Sorry, that just hurts my brain...


----------



## imm0rtal reaper (Jul 15, 2008)

SilverTabby said:


> Just look at the small print in the book and different terminology used...


Any chance of an example, I don't have any of the new books.

Good news for GW and in the future, us hopefully!


----------



## Katie Drake (Nov 28, 2007)

SilverTabby said:


> You do realise that GK is compilant with 6th Ed already, as will be any other Codex released this year? Just look at the small print in the book and different terminology used...


Sure, but there's a marked difference between compliant and good.

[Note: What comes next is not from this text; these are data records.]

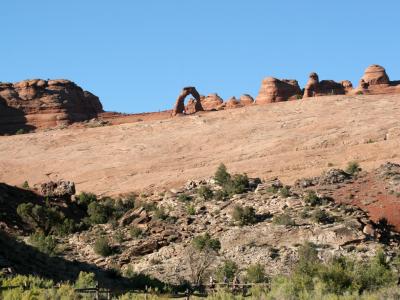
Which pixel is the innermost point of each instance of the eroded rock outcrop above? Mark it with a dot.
(179, 107)
(41, 103)
(275, 90)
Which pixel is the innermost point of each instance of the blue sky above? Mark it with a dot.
(137, 55)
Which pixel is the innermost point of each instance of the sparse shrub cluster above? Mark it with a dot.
(231, 184)
(244, 215)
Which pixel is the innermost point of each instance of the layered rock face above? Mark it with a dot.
(275, 90)
(314, 87)
(376, 81)
(40, 103)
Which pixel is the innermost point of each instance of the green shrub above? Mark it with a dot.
(285, 191)
(244, 215)
(205, 243)
(135, 232)
(256, 274)
(191, 210)
(184, 198)
(102, 247)
(205, 192)
(84, 199)
(227, 270)
(98, 213)
(25, 185)
(85, 280)
(353, 168)
(312, 198)
(45, 244)
(321, 216)
(221, 175)
(284, 219)
(220, 195)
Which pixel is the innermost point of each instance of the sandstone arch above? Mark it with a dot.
(179, 107)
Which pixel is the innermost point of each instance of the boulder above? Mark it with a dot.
(60, 188)
(38, 103)
(275, 90)
(211, 102)
(246, 99)
(375, 74)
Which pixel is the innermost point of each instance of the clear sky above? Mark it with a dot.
(137, 55)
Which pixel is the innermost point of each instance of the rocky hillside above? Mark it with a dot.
(32, 104)
(254, 222)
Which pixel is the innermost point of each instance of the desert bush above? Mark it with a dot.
(237, 185)
(85, 280)
(135, 232)
(45, 244)
(184, 198)
(40, 217)
(353, 168)
(283, 219)
(191, 210)
(102, 247)
(227, 270)
(205, 242)
(220, 195)
(244, 215)
(84, 199)
(98, 213)
(256, 274)
(285, 191)
(321, 216)
(205, 192)
(222, 176)
(312, 198)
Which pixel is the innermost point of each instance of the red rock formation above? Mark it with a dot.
(314, 87)
(211, 102)
(39, 103)
(179, 107)
(246, 99)
(275, 90)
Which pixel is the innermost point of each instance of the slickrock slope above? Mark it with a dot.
(37, 103)
(288, 139)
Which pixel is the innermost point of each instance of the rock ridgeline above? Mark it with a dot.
(38, 103)
(374, 81)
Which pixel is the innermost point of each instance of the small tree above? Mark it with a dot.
(353, 168)
(256, 274)
(244, 215)
(102, 247)
(227, 270)
(221, 175)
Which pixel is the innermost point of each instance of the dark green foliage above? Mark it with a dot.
(45, 244)
(25, 185)
(284, 219)
(321, 216)
(135, 232)
(227, 270)
(244, 215)
(205, 192)
(98, 213)
(285, 191)
(184, 198)
(221, 175)
(256, 274)
(84, 199)
(220, 195)
(40, 217)
(206, 243)
(312, 198)
(102, 247)
(353, 168)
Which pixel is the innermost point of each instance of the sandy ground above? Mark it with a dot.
(289, 139)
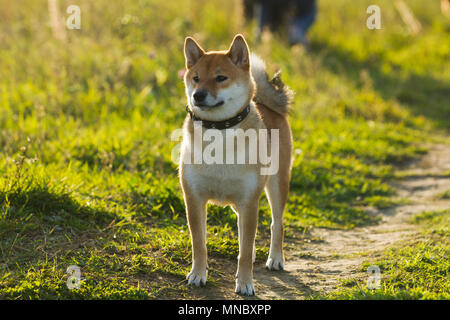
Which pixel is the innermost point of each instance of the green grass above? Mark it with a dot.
(417, 270)
(86, 175)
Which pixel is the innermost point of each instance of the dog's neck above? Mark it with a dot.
(224, 124)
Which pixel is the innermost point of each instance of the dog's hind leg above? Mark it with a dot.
(196, 215)
(247, 224)
(276, 191)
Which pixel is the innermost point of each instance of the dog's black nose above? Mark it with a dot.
(200, 95)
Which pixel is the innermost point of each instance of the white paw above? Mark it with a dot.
(197, 278)
(245, 288)
(275, 263)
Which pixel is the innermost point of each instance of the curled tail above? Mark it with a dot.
(272, 93)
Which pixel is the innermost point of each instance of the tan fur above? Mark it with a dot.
(237, 185)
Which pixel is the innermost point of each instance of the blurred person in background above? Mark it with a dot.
(271, 14)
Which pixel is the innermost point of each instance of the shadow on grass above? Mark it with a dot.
(424, 95)
(33, 206)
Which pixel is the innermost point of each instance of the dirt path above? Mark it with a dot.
(317, 266)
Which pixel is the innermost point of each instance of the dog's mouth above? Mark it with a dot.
(207, 106)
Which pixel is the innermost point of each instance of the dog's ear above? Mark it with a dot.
(239, 52)
(192, 52)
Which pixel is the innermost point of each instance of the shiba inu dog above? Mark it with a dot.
(230, 90)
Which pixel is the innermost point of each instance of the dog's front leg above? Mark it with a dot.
(196, 215)
(247, 224)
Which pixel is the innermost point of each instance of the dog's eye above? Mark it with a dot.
(221, 78)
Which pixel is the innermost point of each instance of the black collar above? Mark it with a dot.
(221, 124)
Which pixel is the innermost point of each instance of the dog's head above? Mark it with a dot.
(218, 83)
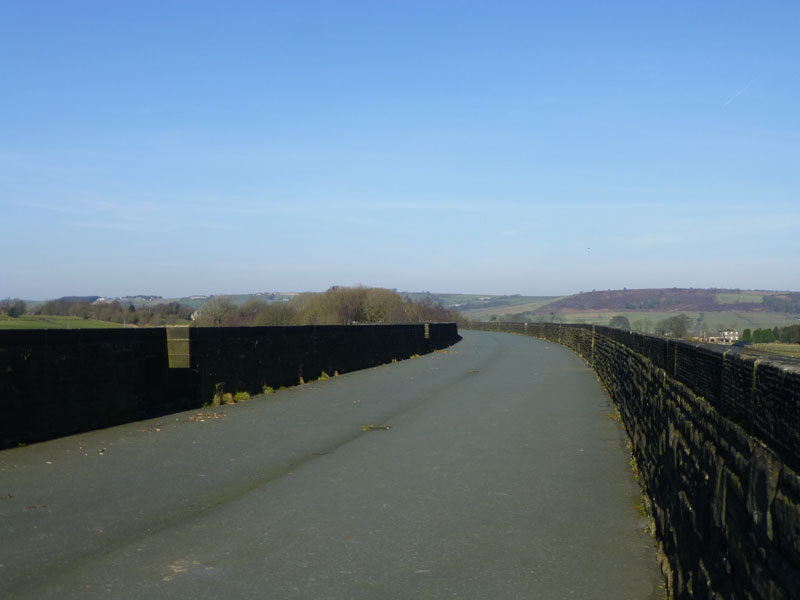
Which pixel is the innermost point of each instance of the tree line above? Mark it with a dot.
(157, 315)
(787, 335)
(336, 306)
(13, 307)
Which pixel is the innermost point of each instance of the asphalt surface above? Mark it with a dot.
(502, 476)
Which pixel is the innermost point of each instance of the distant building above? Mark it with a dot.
(724, 336)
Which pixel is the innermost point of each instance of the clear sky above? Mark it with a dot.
(178, 148)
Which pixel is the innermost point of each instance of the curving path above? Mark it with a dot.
(502, 477)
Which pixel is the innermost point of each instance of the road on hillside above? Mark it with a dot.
(495, 472)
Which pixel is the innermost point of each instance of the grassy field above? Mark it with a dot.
(51, 322)
(782, 349)
(723, 298)
(710, 322)
(519, 304)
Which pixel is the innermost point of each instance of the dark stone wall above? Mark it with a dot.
(716, 437)
(58, 382)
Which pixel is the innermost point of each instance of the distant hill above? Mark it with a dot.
(663, 300)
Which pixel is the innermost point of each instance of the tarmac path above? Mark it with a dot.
(501, 476)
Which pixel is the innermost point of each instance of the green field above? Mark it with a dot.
(52, 322)
(511, 305)
(781, 349)
(735, 298)
(645, 321)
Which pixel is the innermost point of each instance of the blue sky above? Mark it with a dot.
(178, 148)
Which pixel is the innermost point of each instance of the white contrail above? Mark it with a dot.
(737, 94)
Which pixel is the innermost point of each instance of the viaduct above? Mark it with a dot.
(715, 433)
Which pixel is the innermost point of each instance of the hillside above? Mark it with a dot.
(660, 300)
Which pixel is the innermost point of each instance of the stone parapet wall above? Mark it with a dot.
(716, 437)
(58, 382)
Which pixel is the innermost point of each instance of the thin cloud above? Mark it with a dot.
(737, 94)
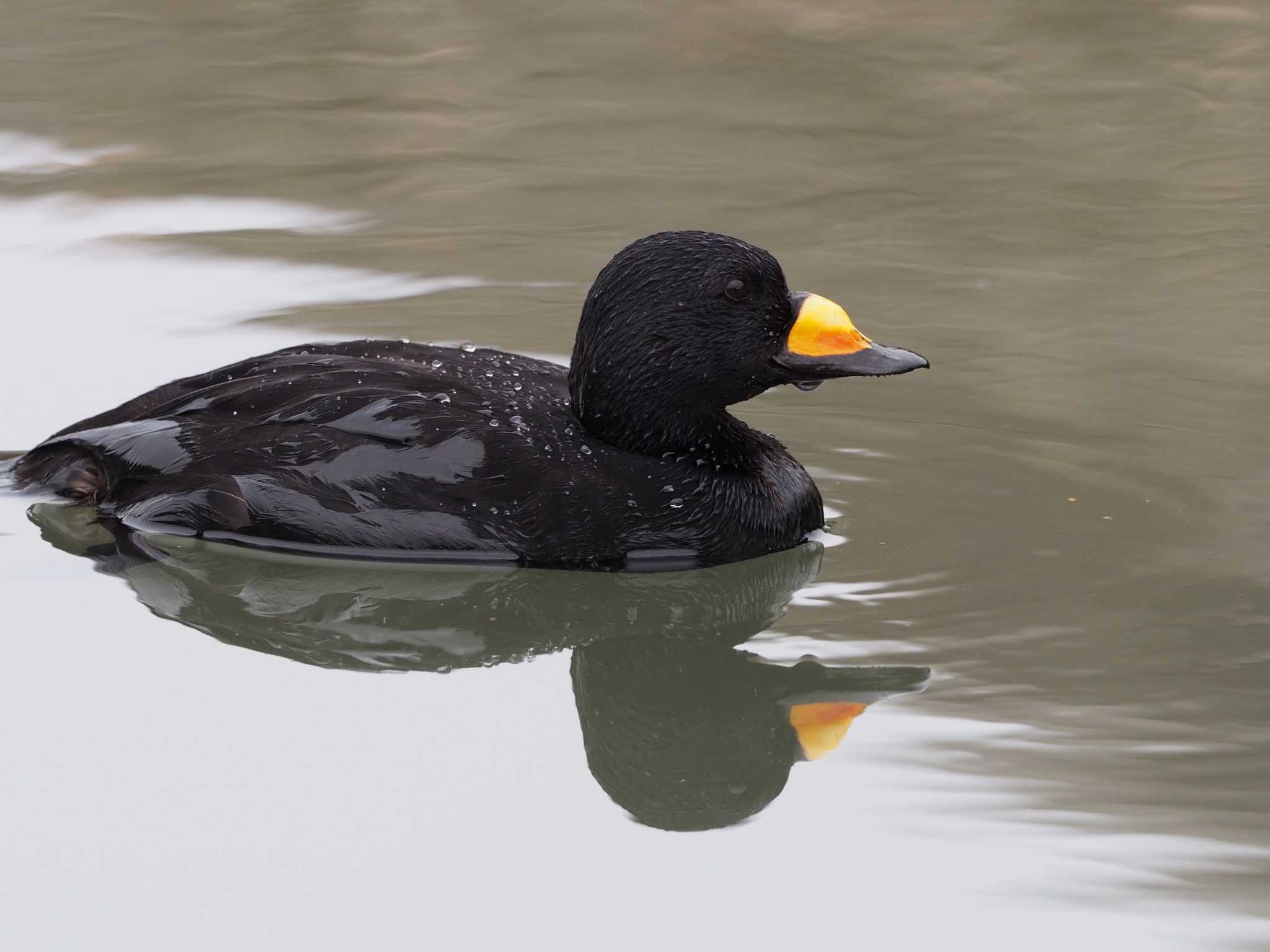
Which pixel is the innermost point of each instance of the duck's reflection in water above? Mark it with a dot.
(681, 729)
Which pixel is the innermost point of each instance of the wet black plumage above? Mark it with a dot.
(399, 450)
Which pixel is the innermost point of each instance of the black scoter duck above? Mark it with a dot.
(394, 450)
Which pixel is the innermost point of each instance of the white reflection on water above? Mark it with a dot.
(78, 270)
(23, 154)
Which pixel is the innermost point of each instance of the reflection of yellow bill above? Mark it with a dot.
(822, 726)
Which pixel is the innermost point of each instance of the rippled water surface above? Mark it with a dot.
(1048, 626)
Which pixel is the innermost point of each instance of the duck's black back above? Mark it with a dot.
(413, 451)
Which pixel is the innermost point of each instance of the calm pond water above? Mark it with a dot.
(1053, 594)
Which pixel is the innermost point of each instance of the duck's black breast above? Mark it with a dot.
(411, 450)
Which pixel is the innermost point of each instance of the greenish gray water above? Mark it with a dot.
(1067, 519)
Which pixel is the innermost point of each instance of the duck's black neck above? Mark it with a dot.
(703, 436)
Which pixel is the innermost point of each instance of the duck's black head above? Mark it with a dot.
(682, 324)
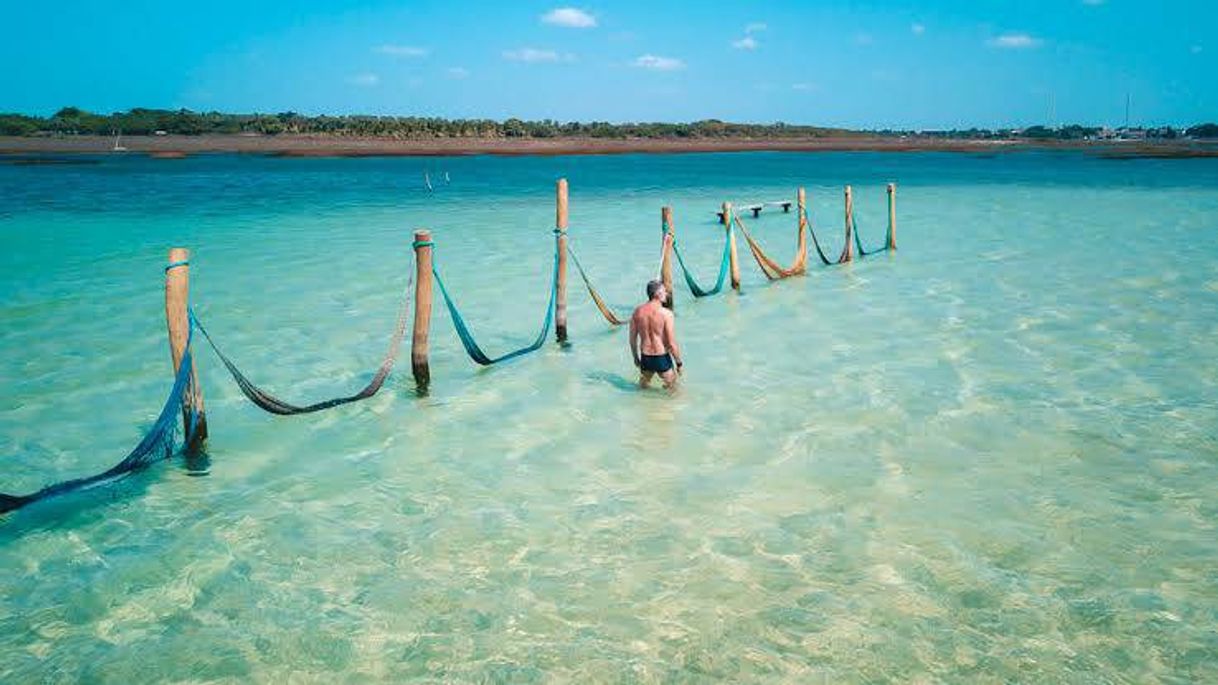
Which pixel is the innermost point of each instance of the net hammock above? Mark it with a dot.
(158, 444)
(467, 338)
(694, 287)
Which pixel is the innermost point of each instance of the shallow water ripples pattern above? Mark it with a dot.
(988, 457)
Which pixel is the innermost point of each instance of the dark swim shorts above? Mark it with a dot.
(658, 363)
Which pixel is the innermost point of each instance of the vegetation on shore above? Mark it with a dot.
(73, 121)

Case in point: Daemons.


----------



## Svartmetall (Jun 16, 2008)

SilverTabby said:


> *Pictures Svart as a Blister Sister*
> 
> Sorry, that just hurts my brain...


Could be worse, you could have pictured me as a Scissor Sister...


----------



## MaidenManiac (Oct 2, 2008)

Katie Drake said:


> See GW? You can make money without constantly pumping out new editions of your games. Now relax and don't update the core 40K rules until after the Codecies are finished being updated to a 5th edition standard.


My hopes exactly:goodpost:


----------



## SilverTabby (Jul 31, 2009)

MaidenManiac said:


> > :
> > Originally Posted by Katie Drake
> > See GW? You can make money without constantly pumping out new editions of your games. Now relax and don't update the core 40K rules until after the Codecies are finished being updated to a 5th edition standard.
> 
> ...


Trouble is, if they update everything to 5th standard now, they'll screw themselves with releasing a newer edition. They work for the better part of 2-3years on any new edition, and when you get this close to a 'scheduled' release, all Codices released will have been written to the newer standard. So no matter how much you wish for everything to be updated to 5th, from this point on it will be updated to 6th. 
Which, to be honest, isn't a bad thing. 



Immortal Reaper said:


> Any chance of an example, I don't have any of the new books.


I posted up all my reasons for believing that on a thread somewhere about 6th ed, possibly the 'Blood of Kittens Bombshell' one. If I can find it (in my limited online time) I'll post a link.


----------



## MaidenManiac (Oct 2, 2008)

SilverTabby said:


> Trouble is, if they update everything to 5th standard now, they'll screw themselves with releasing a newer edition. They work for the better part of 2-3years on any new edition, and when you get this close to a 'scheduled' release, all Codices released will have been written to the newer standard. So no matter how much you wish for everything to be updated to 5th, from this point on it will be updated to 6th.
> Which, to be honest, isn't a bad thing.


The problem I see is that if there are to be new Main Rules every 4th year for each system then they actually have less time to develop codices/armybooks for the systems and thats a real bummer.

SM wont care since they will get a new codex with each rule set but a lot of other armies will....


----------